Hosts are quick to recommend new hardware but in many cases, unless it is clear you have hardware limitations, new hardware may not yield significant improvements.
Adding hardware has diminishing returns if not done smartly. Going from one server to two may double your resources but you then need to go from 2->4, 4->8 to get the same bump.
Monitor and Measure
If you are not monitoring system metrics, load times and other data, then that is the first place to start. Free tools like Munin and systat are great on server solutions. Tools like http://Browsermob.com and http://webpagetest.org can provide you with user-focused metrics.
Segment Traffic
Typically a straight port of a complex media site to another server is not very effective. Often you will get superior results for your investment by segmenting traffic.

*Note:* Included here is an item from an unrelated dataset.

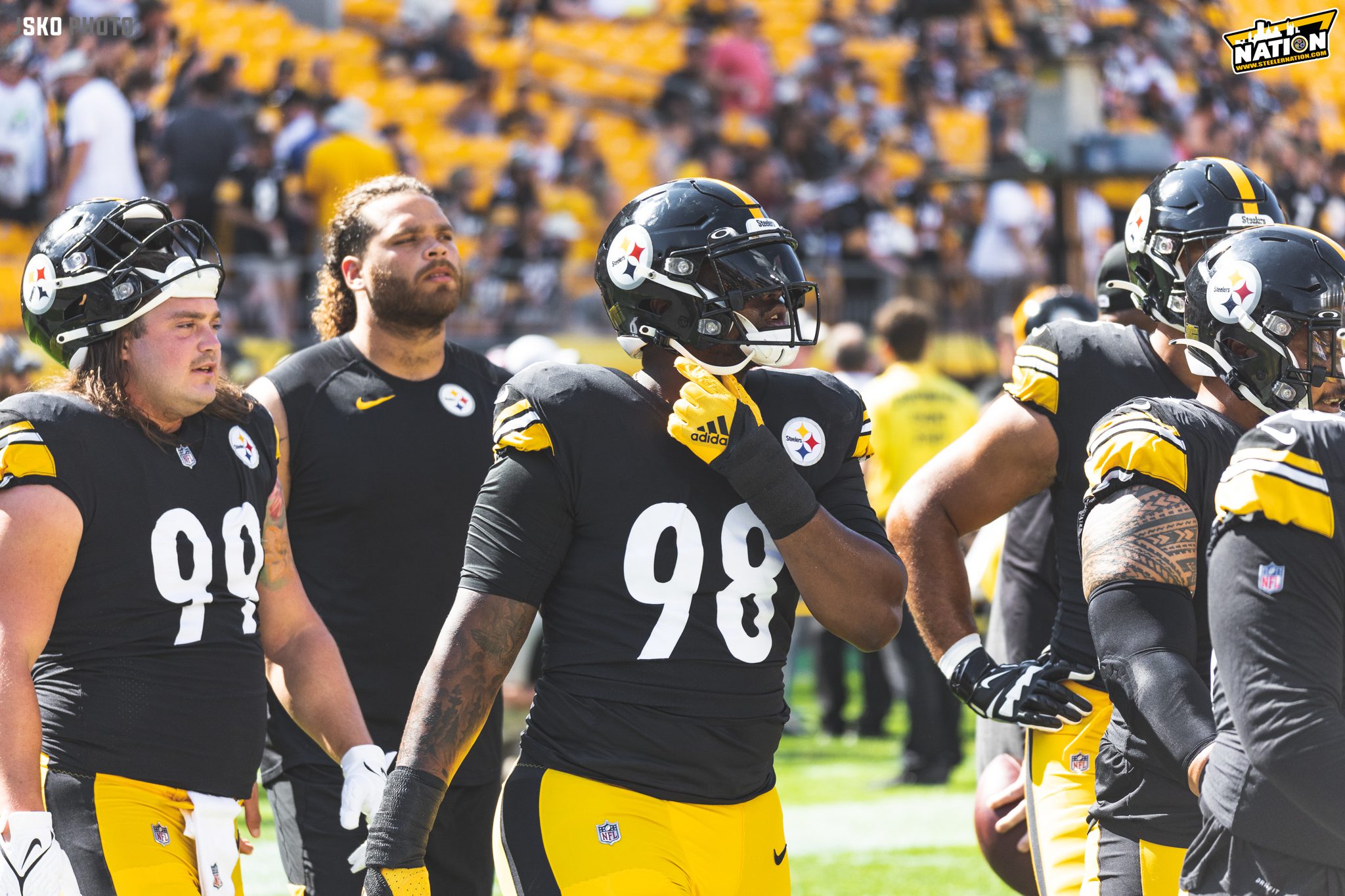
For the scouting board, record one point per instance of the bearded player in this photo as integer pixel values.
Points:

For example, we have a client with a very busy flash game site (millions of hits/day). We have offloaded the flash games to a pool of inexpensive servers running Nginx. These systems push out TB's of traffic/month. These are entry level boxes and all they serve up is static content.
Now on the cost side, these two entry boxes combined were 20% cheaper than the primary server. We gained more than a 4x capacity improvement. If we had just cloned the primary server and load balanced, I suspect at best the improvement would have been 1.5-1.8x.
In short, putting some effort into understanding the guts of the performance issue can save you a lot of money later on.
DNS Made Easy
This is a DNS solution and does not really address load balancing. They may be talking about round-robin DNS. Not really sure why this was brought into the equation at this stage.
Ldirector
This is a tool to manage nodes in a LVS cluster. Once again not sure whey this specific item was suggested. Typically we just use a load balancer (hardware or something like Nginx/HA-Proxy) and route traffic to the appropriate backend servers.